Richard was fixed by it, his limbs tightening at such an exciting game. It was too good to miss, no matter whose side he was on, and he couldn’t help but regard poor Benjamin, the architect of this rare spectacle, as the greatest Nihilist of them all. History should give him that title, if no other. At the same time a more ordinary thought struck Richard, telling him that they ought to get out of the country as soon as possible.

The plain was littered with smashed and burning cars from Regiment Number One, the flower of Nihilon’s motor industries, the pride of its export trade. Survivors from the cars were lying on the stony ground, firing at the elusive Tungsten gunners. The one car of the first regiment to reach the wall hit it at nearly two hundred kilometres an hour. It lashed itself into flames, enveloping an embrasure, which at least stopped one of the cannons.

The terrible precision guns of Tungsten turned their attention to the second regiment. Brigadier Kalamata had the sense to increase speed, hoping to escape the shelling, and the line broke into individual groups, in order to get through the burning and splintered wreckage of the first wave. Due to this zigzag manoeuvre, many of the cars collided, though few seriously enough to be stopped. Some, going too fast now instead of too slow, crashed into blazing wreckage but, due to skilful swerving, as well as the trained and rapid fire from the survivors of the first wave (some of whom, unhappily, were hit by cars of the second), and also because of the fires and palls of smoke, the aim of the Tungsten artillery was not half as deadly as it had been.

Even so, it was difficult to imagine many of the cars getting through to the wall. The fact that more did get there than was expected seemed due solely to Benjamin’s wisdom in separating the first regiment from the second by half a kilometre. If they had been sent together, both would have been annihilated. Forty Zaps of the second wave, therefore, arrived in some condition at the wall. Out of eight hundred carborne men who had set out, nearly two hundred survived to reach it. Unfortunately, ladders were now scarce.

Mella, recovering from a fainting fit, took Benjamin’s hand. This time he was glad of its warmth. ‘Come,’ she said, pulling him along. ‘Let us go to your magnificent Thundercloud car.
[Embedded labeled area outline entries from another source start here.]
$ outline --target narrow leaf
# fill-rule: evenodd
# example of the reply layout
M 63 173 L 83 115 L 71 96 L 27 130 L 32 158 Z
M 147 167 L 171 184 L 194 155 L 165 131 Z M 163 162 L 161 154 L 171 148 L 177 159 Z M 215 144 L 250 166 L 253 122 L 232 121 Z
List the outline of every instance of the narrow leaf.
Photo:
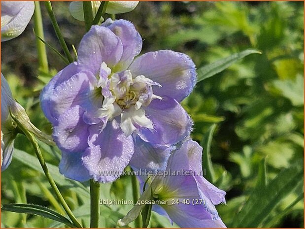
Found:
M 213 76 L 230 67 L 237 61 L 253 53 L 261 54 L 262 52 L 256 49 L 249 49 L 201 67 L 197 70 L 197 82 Z
M 256 182 L 256 188 L 264 189 L 268 183 L 266 168 L 267 157 L 262 160 L 258 168 L 258 178 Z
M 230 228 L 257 228 L 272 210 L 302 182 L 304 161 L 300 160 L 282 170 L 265 188 L 256 189 L 233 219 Z
M 213 138 L 213 133 L 216 129 L 216 125 L 213 124 L 211 126 L 209 131 L 203 136 L 201 142 L 201 145 L 203 148 L 203 174 L 206 179 L 213 183 L 215 181 L 215 172 L 213 169 L 211 156 L 210 154 L 211 149 L 211 142 Z
M 53 51 L 54 53 L 55 53 L 56 54 L 57 54 L 58 56 L 59 56 L 59 57 L 60 57 L 62 59 L 63 59 L 63 60 L 64 61 L 64 62 L 65 62 L 65 64 L 66 64 L 67 65 L 69 64 L 69 62 L 67 59 L 67 58 L 66 58 L 64 56 L 63 56 L 58 51 L 57 51 L 56 49 L 55 49 L 55 48 L 54 48 L 50 44 L 48 44 L 46 41 L 44 41 L 44 40 L 41 39 L 40 37 L 39 37 L 36 34 L 36 33 L 35 33 L 35 31 L 34 29 L 33 29 L 33 32 L 34 32 L 34 34 L 35 34 L 35 36 L 36 36 L 36 37 L 37 37 L 40 41 L 41 41 L 42 43 L 45 44 L 47 46 L 48 46 L 48 47 L 50 48 L 50 49 L 51 49 L 52 51 Z
M 17 212 L 18 213 L 36 215 L 47 218 L 55 220 L 55 221 L 63 223 L 71 228 L 75 228 L 75 226 L 65 216 L 58 213 L 53 210 L 49 209 L 49 208 L 42 206 L 13 203 L 3 204 L 1 207 L 1 209 L 2 211 Z
M 35 157 L 27 153 L 17 149 L 14 149 L 14 159 L 28 165 L 30 167 L 44 174 L 40 164 Z M 89 189 L 84 187 L 81 183 L 72 180 L 67 179 L 59 173 L 58 167 L 46 163 L 51 175 L 56 181 L 56 183 L 62 187 L 67 188 L 74 188 L 74 190 L 80 195 L 82 195 L 85 198 L 90 197 Z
We’re going into the battle.’

It seemed the only possible action, suicidal though it was, and causing him an unpleasant moment of panic when he left Richard in charge of the staff platform and followed her. He expected her to get into his car, but she pointed to her platform and said she would travel in that. But she wanted him to stay close in his Thundercloud so that they could, as it were, fight valiantly together.

Forty soldiers pulled at the ropes, and because all luggage had been taken down, and Edgar was sensibly hiding somewhere among the trees, they were able to set off at a good pace. Mella sat imperious, and brave indeed on her throne, as they drew her towards the cannons’ roar, other soldiers of her bodyguard spreading around in order to protect her. Benjamin preferred to keep well away from this interesting but conspicuous spectacle that presented such a wonderful target for the gunners of Tungsten — of which there were still far too many.
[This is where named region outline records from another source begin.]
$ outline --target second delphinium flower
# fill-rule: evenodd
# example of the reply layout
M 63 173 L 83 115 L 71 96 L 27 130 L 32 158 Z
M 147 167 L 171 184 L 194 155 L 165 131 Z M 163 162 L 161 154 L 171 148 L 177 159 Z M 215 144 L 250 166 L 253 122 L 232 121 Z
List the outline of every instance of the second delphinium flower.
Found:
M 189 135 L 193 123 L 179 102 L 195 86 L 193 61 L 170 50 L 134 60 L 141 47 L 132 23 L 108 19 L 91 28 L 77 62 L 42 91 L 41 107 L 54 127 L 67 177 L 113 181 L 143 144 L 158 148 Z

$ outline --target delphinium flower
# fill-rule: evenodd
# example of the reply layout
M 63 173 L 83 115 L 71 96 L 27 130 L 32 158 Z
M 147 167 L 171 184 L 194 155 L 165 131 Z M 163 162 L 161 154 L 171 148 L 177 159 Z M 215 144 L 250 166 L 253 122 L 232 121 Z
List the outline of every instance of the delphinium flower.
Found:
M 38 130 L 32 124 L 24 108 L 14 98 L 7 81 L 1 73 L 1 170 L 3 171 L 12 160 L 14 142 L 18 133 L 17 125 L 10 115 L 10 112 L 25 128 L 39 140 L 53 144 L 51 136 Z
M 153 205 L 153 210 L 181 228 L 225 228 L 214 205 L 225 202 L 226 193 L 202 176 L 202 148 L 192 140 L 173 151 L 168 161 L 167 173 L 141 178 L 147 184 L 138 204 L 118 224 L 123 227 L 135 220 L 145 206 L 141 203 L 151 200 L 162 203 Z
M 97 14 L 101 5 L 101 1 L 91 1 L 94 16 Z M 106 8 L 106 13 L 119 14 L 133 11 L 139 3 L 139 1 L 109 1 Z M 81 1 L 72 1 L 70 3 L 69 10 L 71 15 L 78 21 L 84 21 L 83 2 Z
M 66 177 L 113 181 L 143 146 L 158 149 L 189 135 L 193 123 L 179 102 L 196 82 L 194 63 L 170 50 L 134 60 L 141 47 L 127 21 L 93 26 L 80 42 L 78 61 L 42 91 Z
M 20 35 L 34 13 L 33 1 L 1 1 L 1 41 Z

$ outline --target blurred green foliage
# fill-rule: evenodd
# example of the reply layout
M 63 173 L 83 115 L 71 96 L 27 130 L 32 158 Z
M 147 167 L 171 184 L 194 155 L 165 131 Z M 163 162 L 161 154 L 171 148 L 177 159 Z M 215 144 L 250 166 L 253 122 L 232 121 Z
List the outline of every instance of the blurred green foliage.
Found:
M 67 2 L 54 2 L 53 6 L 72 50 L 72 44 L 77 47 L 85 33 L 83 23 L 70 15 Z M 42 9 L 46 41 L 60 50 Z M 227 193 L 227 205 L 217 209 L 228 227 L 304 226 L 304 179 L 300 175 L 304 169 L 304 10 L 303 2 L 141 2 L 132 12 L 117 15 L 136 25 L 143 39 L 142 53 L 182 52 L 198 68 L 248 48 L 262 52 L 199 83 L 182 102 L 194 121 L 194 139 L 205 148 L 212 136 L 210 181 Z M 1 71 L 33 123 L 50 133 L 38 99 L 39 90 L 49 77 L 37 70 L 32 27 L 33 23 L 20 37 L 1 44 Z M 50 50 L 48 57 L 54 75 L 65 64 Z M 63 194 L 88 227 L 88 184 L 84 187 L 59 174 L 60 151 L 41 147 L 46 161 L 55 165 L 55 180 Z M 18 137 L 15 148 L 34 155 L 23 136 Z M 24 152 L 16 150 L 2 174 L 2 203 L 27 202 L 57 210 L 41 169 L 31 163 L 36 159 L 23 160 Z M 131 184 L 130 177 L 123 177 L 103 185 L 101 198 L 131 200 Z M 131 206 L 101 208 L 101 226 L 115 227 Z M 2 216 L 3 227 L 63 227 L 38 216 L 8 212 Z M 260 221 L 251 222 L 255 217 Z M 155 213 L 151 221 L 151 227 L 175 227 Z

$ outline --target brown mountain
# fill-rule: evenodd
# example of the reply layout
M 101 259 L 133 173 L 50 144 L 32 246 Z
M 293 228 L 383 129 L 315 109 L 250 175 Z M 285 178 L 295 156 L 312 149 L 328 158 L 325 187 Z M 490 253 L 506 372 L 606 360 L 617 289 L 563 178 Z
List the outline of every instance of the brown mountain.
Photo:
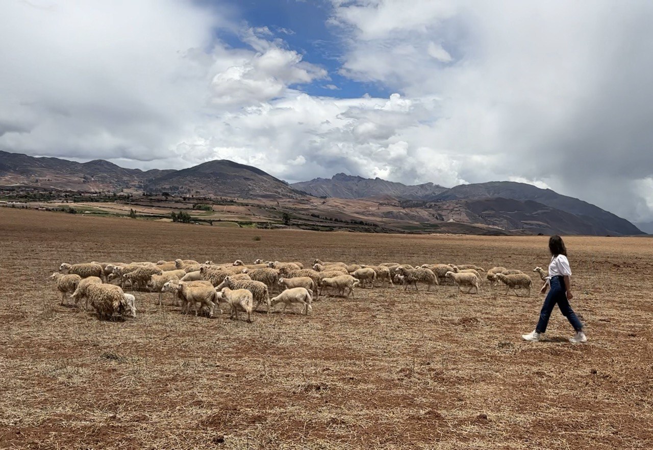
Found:
M 362 178 L 344 173 L 336 173 L 330 179 L 316 178 L 310 181 L 293 183 L 292 186 L 315 197 L 367 198 L 392 196 L 411 200 L 430 199 L 447 190 L 447 188 L 431 182 L 409 186 L 378 177 Z
M 147 183 L 146 190 L 244 198 L 296 198 L 306 196 L 260 169 L 227 160 L 209 161 L 172 171 Z

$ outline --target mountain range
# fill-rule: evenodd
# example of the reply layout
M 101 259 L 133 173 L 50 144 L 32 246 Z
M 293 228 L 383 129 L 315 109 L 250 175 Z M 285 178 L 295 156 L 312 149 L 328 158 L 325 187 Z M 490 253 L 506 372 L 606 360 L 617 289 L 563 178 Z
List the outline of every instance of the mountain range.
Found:
M 447 188 L 338 173 L 331 179 L 289 184 L 259 169 L 227 160 L 181 170 L 143 171 L 103 160 L 78 163 L 0 151 L 0 186 L 282 200 L 302 213 L 313 208 L 313 216 L 345 214 L 400 230 L 423 231 L 456 222 L 529 234 L 643 234 L 626 219 L 597 206 L 524 183 L 499 181 Z M 315 198 L 349 201 L 338 202 L 336 209 L 330 211 L 328 202 Z

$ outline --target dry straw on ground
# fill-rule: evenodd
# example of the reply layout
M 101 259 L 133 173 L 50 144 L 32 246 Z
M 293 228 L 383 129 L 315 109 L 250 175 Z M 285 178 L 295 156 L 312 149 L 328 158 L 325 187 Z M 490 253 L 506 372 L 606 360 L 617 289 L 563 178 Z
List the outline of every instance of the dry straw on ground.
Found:
M 253 324 L 182 315 L 136 292 L 138 317 L 59 305 L 62 261 L 548 262 L 546 237 L 227 230 L 0 210 L 0 447 L 641 448 L 653 441 L 653 245 L 570 237 L 573 305 L 548 342 L 519 340 L 542 297 L 400 288 L 325 297 Z M 254 241 L 261 236 L 260 241 Z M 534 274 L 535 286 L 539 278 Z M 169 299 L 168 299 L 169 302 Z M 289 311 L 290 308 L 289 308 Z

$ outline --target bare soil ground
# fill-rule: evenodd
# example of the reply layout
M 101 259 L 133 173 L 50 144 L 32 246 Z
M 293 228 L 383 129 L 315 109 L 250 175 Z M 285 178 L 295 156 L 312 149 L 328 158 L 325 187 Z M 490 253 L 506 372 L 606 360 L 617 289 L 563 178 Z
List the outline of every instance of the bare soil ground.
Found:
M 260 240 L 254 240 L 259 236 Z M 572 305 L 400 288 L 324 298 L 253 323 L 182 315 L 135 292 L 138 317 L 61 306 L 59 264 L 192 258 L 473 262 L 531 271 L 547 237 L 229 229 L 0 209 L 0 447 L 648 449 L 653 246 L 568 237 Z M 540 281 L 534 274 L 536 286 Z M 290 311 L 291 308 L 289 308 Z

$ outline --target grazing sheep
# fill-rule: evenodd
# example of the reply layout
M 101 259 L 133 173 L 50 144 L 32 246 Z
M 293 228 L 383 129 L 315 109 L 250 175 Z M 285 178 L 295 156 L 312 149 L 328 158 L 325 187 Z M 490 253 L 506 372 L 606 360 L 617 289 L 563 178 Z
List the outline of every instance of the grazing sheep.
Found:
M 322 264 L 313 264 L 313 269 L 316 272 L 330 272 L 330 271 L 339 271 L 343 273 L 349 273 L 347 271 L 347 266 L 323 266 Z
M 129 275 L 129 274 L 127 274 Z M 163 292 L 161 289 L 163 288 L 163 285 L 171 280 L 179 281 L 179 275 L 177 273 L 173 273 L 172 271 L 165 272 L 161 275 L 153 275 L 150 281 L 148 281 L 146 287 L 150 289 L 150 292 L 159 292 L 159 304 L 161 303 L 161 298 L 163 296 Z
M 278 303 L 283 303 L 283 309 L 281 314 L 285 314 L 285 309 L 291 303 L 298 303 L 302 304 L 302 312 L 308 315 L 308 313 L 313 311 L 313 306 L 311 304 L 313 302 L 313 291 L 304 287 L 295 287 L 286 289 L 283 292 L 273 297 L 271 300 L 272 305 L 274 306 Z
M 270 312 L 270 294 L 265 283 L 252 280 L 234 280 L 231 277 L 227 277 L 222 283 L 215 286 L 215 290 L 220 290 L 225 287 L 230 289 L 247 289 L 249 290 L 256 302 L 254 310 L 255 311 L 259 307 L 259 305 L 264 302 L 268 306 L 268 312 Z
M 518 297 L 520 296 L 517 294 L 517 288 L 520 288 L 522 289 L 526 289 L 528 290 L 528 297 L 530 297 L 530 290 L 533 287 L 533 280 L 531 277 L 527 275 L 526 273 L 510 273 L 506 275 L 505 273 L 497 273 L 496 279 L 498 281 L 501 281 L 506 286 L 505 294 L 504 295 L 508 295 L 508 291 L 513 289 L 515 291 L 515 295 Z
M 466 292 L 467 294 L 471 293 L 471 288 L 476 288 L 476 291 L 475 294 L 478 294 L 479 290 L 479 286 L 481 285 L 481 279 L 477 277 L 474 273 L 470 272 L 460 272 L 456 273 L 454 271 L 447 272 L 445 275 L 447 278 L 451 278 L 453 280 L 453 282 L 458 286 L 458 292 L 460 292 L 462 289 L 460 288 L 462 286 L 468 286 L 470 289 Z
M 243 269 L 244 271 L 245 270 L 244 269 Z M 276 285 L 277 281 L 279 280 L 279 272 L 270 268 L 248 270 L 247 274 L 254 281 L 261 281 L 265 283 L 265 285 L 268 286 L 268 289 L 270 292 L 272 292 L 272 288 Z
M 387 281 L 390 286 L 392 285 L 392 279 L 390 275 L 390 269 L 387 266 L 362 266 L 362 268 L 369 268 L 376 272 L 376 280 L 381 282 L 381 286 Z
M 295 278 L 279 278 L 278 284 L 284 289 L 293 288 L 304 288 L 310 290 L 315 290 L 315 282 L 309 277 L 296 277 Z
M 404 277 L 404 290 L 408 288 L 410 285 L 415 286 L 415 290 L 417 288 L 418 283 L 425 283 L 428 287 L 426 290 L 430 290 L 432 286 L 438 286 L 439 284 L 438 281 L 438 277 L 430 269 L 420 268 L 419 269 L 406 269 L 400 267 L 397 269 L 397 275 L 402 275 Z
M 65 271 L 65 273 L 69 275 L 78 275 L 82 278 L 86 277 L 97 277 L 102 278 L 104 275 L 104 270 L 102 266 L 97 262 L 88 262 L 80 264 L 69 264 L 67 262 L 62 262 L 59 266 L 59 271 Z
M 74 294 L 77 289 L 77 285 L 82 280 L 82 277 L 76 273 L 64 275 L 59 272 L 54 272 L 50 275 L 50 279 L 57 283 L 57 289 L 61 293 L 61 303 L 60 304 L 63 305 L 63 301 L 66 299 L 67 294 Z
M 170 283 L 168 281 L 168 283 Z M 208 307 L 208 317 L 214 317 L 214 310 L 217 303 L 217 292 L 213 286 L 199 285 L 197 282 L 177 282 L 177 296 L 182 301 L 182 312 L 188 312 L 188 308 L 193 306 L 195 316 L 197 315 L 197 303 Z M 219 307 L 218 307 L 219 309 Z M 220 313 L 222 311 L 220 310 Z
M 447 272 L 453 271 L 453 267 L 449 264 L 422 264 L 423 269 L 430 269 L 436 276 L 438 281 L 442 283 L 447 279 Z
M 322 295 L 325 288 L 332 288 L 338 290 L 338 295 L 341 297 L 345 296 L 345 289 L 347 289 L 348 292 L 346 296 L 349 297 L 351 294 L 352 298 L 356 298 L 356 296 L 354 295 L 354 288 L 358 286 L 359 283 L 360 282 L 358 280 L 351 275 L 341 275 L 332 278 L 324 278 L 320 285 L 320 295 Z
M 86 298 L 86 301 L 84 302 L 84 309 L 88 309 L 88 297 L 86 297 L 86 286 L 88 285 L 101 285 L 102 279 L 98 277 L 87 277 L 86 278 L 82 279 L 79 284 L 77 285 L 77 288 L 75 289 L 75 292 L 72 293 L 72 300 L 75 302 L 75 306 L 77 306 L 77 303 L 82 298 Z
M 542 281 L 547 283 L 549 280 L 547 279 L 547 277 L 549 276 L 549 272 L 543 269 L 542 268 L 538 266 L 533 269 L 534 272 L 537 272 L 539 273 L 539 277 L 542 279 Z
M 466 269 L 473 269 L 477 271 L 479 273 L 485 272 L 485 269 L 482 267 L 479 267 L 476 264 L 458 264 L 457 266 L 453 266 L 454 268 L 458 268 L 460 270 L 465 270 Z M 458 272 L 456 272 L 457 273 Z
M 202 279 L 202 273 L 197 270 L 194 272 L 188 272 L 179 279 L 180 281 L 199 281 Z
M 231 315 L 229 319 L 233 319 L 236 315 L 236 320 L 238 320 L 238 310 L 247 313 L 247 321 L 251 323 L 251 313 L 254 310 L 253 296 L 247 289 L 234 289 L 223 288 L 215 293 L 217 298 L 225 300 L 231 308 Z
M 123 317 L 136 317 L 136 307 L 129 304 L 123 290 L 118 286 L 91 283 L 86 285 L 82 294 L 88 298 L 100 319 L 111 319 L 115 313 Z
M 373 288 L 376 284 L 376 271 L 374 269 L 370 268 L 357 269 L 349 272 L 349 275 L 360 282 L 361 287 L 365 284 Z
After the defeat of the Zaps, the defending guns attempted to beat back the three large infantry battalions which, as they passed through the wrecked sports cars, removed those ladders that were still intact. They then carried them forward as if they were invaluable and much-loved battle-standards.

Benjamin had no intention of driving his Thundercloud more than halfway across the field of war. He stopped before reaching the zone of the Zap graveyard, and stood on the roof to watch any further destruction that might take place before, as seemed inevitable, the remnants of his army surged back into retreat. He was determined not to let it catch up with him, but to make with all speed for Aspron, and from there pursue his way with the impetus of self-preservation to the frontier.

Mella’s great wagon, now far ahead, was close to the wall itself, and he expected to see it blown to pieces at any moment. Shells were exploding all around it, sending up great gouts of stony soil till it was lost in the smoke. Groups of wounded were crawling back, helped by those with perfect limbs who simply wanted to get out of danger, passing him with such openness that he changed his mind when he thought to kick them back into the shellfire.

He saw a few of his soldiers climbing the wall. Mella was in front of it, waving her arms. The artillery had stopped firing, and the number of his men this side of the wall was melting away as they climbed on to and over it.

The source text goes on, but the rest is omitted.